Enviada em 28/08/2019

“Não tive filhos e não transmiti a nenhuma criatura o legado de nossa miséria “. Talvez, hoje Brás Cubas percebesse a sua acertada decisão em frente aos impasses de adoção no Brasil. Nessa perspectiva, é importante analisar os fatores que se torna tão retrógrado todo processo adotivo, seja: pelo fenótipo imposto pelos adotantes ou pela burocracia preconceituosa das leis.

Desse modo, o desafio mais acentuado se dá pela exigência dos adotantes por certo tipo de esteriótipos: crianças brancas, até 4 anos de idade, sem irmãos e boas de saúde. Porém, isso é de difícil acesso de acordo com os requisitos exigidos, já que, a maioria dos órfãos, geralmente, vem de uma população mais pobre, negligenciados muitas vezes, pela falta de estruturação em manter o filho saudável, ou por doenças seja ela genéticas ou não. Ademais, o processo de adoção não é fácil, mesmo que se torne mais visível na atualidade, ainda existem tabus a serem quebrados, como: a de casais homoafetivos, que sofrem todo tipo de preconceito e dificuldades perante a lei. Onde, até pouco tempo, apenas casais heterossexuais com união estável, poderiam adotar crianças.
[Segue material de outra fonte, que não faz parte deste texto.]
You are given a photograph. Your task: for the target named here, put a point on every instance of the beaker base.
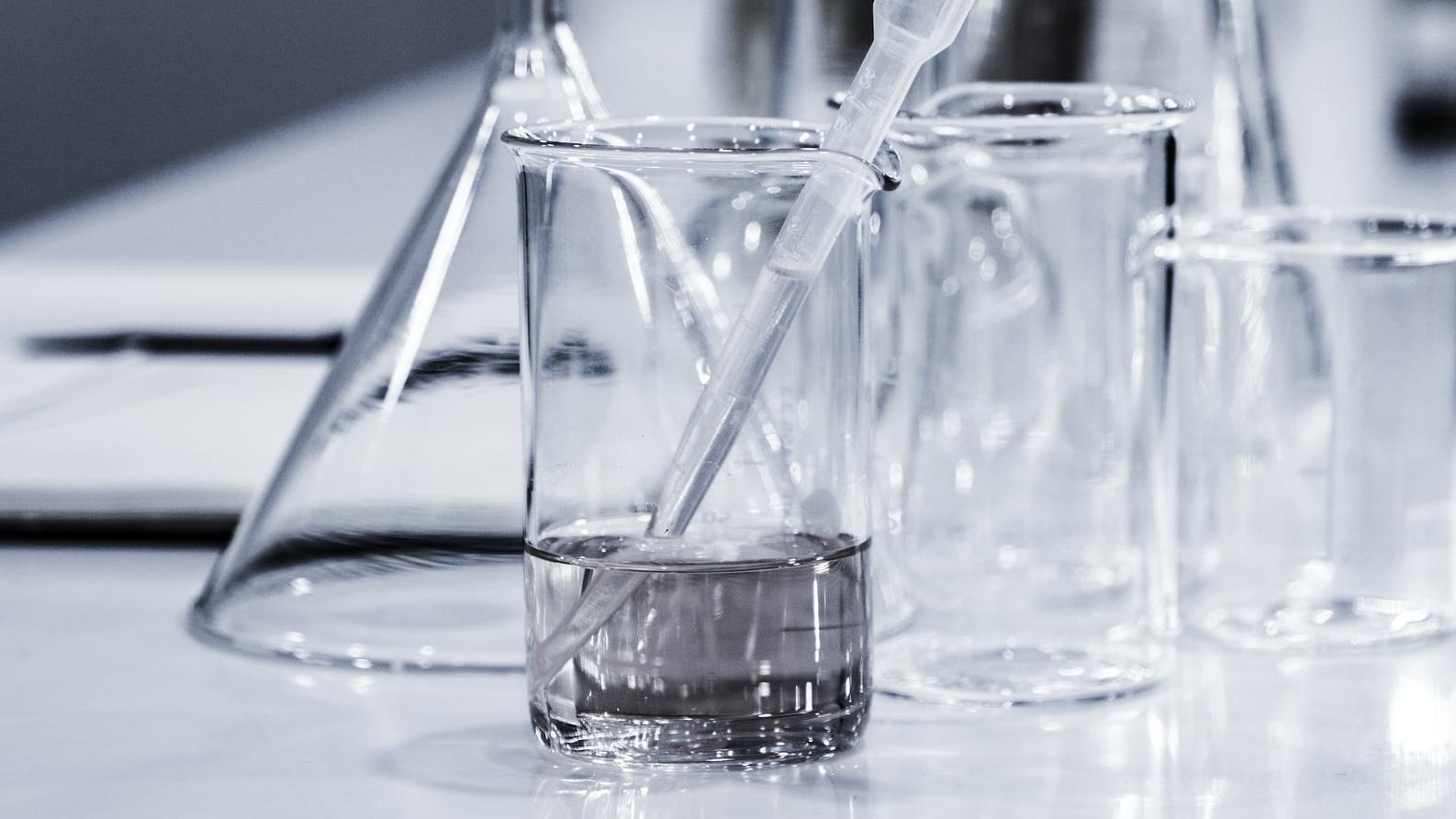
(1324, 625)
(967, 672)
(702, 742)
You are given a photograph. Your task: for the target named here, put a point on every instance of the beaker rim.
(583, 137)
(1356, 238)
(977, 108)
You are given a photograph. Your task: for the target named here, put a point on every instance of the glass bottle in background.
(390, 533)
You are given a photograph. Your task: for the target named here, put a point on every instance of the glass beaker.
(1315, 360)
(1021, 491)
(747, 640)
(389, 533)
(1230, 149)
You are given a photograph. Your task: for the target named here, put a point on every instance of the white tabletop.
(109, 709)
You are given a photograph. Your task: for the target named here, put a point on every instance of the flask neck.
(532, 15)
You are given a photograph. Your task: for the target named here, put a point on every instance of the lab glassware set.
(956, 387)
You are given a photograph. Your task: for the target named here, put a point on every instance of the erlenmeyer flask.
(390, 533)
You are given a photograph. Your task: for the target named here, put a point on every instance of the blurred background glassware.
(1019, 493)
(1230, 149)
(390, 533)
(1316, 359)
(747, 638)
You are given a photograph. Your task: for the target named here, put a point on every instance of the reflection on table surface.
(112, 710)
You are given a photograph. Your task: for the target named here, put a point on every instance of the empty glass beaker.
(1230, 149)
(745, 640)
(1315, 366)
(1021, 491)
(389, 535)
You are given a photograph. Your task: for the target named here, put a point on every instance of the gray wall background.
(94, 92)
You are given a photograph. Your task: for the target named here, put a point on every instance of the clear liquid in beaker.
(759, 660)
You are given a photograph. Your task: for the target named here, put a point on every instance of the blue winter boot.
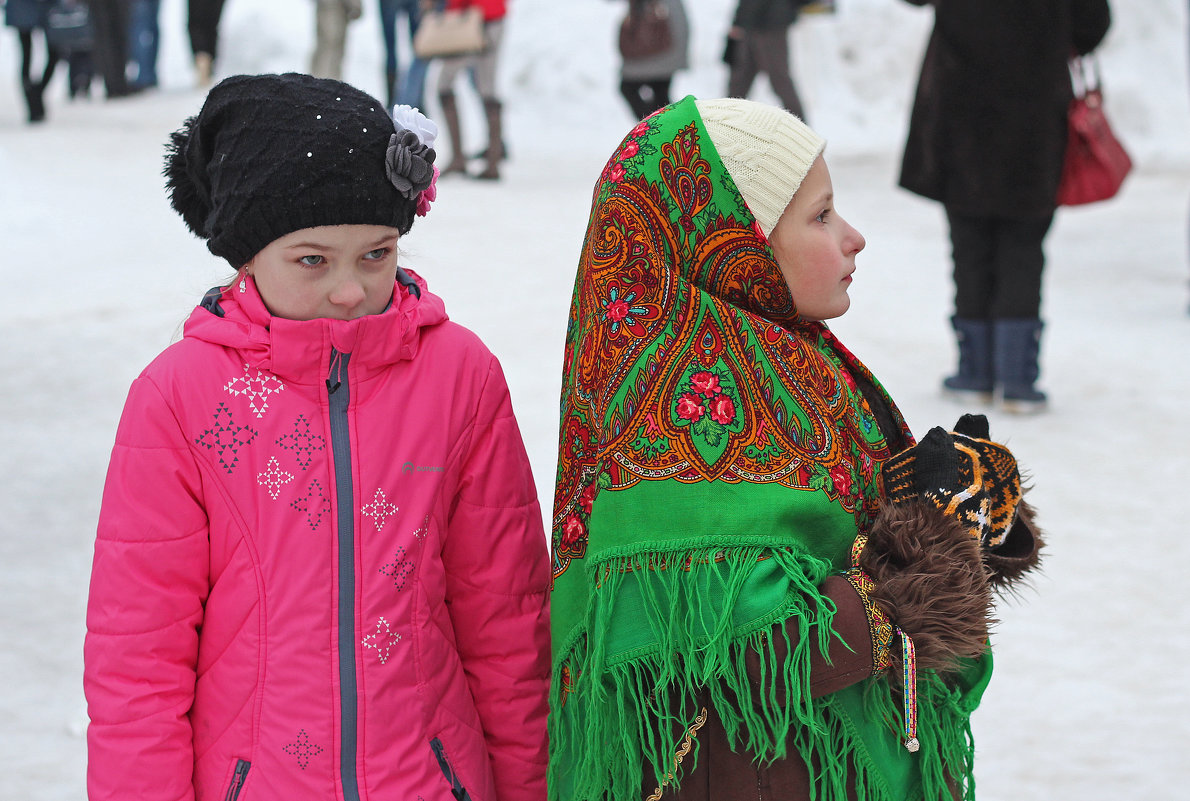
(974, 380)
(1018, 344)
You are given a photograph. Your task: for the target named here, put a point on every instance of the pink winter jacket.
(320, 569)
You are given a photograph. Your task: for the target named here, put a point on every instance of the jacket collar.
(300, 350)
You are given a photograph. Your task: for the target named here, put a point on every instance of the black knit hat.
(269, 155)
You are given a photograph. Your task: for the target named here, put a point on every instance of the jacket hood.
(236, 317)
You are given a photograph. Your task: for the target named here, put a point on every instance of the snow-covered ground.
(1090, 699)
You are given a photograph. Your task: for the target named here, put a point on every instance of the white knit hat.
(766, 150)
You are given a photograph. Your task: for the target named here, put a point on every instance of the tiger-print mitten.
(964, 474)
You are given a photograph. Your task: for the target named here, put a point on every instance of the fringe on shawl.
(617, 719)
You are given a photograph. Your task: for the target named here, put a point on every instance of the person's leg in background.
(449, 70)
(744, 67)
(202, 26)
(331, 19)
(1015, 311)
(35, 89)
(110, 24)
(770, 52)
(412, 89)
(486, 67)
(388, 11)
(974, 254)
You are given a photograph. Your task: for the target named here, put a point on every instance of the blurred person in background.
(645, 80)
(759, 43)
(409, 89)
(202, 25)
(483, 67)
(111, 22)
(331, 20)
(30, 16)
(144, 41)
(987, 138)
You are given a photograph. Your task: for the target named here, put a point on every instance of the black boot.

Segundo Aristóteles, “ O homem é um ser social “. Sobretudo, a integração de crianças órfãs, em um lar que priorize o amor e não uma característica, é essencial para um país em desenvolvimento. Nesse caso, podemos citar a história de Bruno Gagliasso e Giovanna Ekberg, que durante uma viagem a trabalho na África conhecem a menina “Titi” e a adota depois de um longo e demorado processo.

Destarte, cabe ao poder legislativo, a criação de leis que determinem o tempo de duração de todo o procedimento, e ainda, a implantação de visitas domiciliar de assistentes sociais, que por meio de perguntas, fiscalizem como a criança está sendo acolhida e tratada. Só assim, irá ocorrer a inclusão que Aristóteles desejava.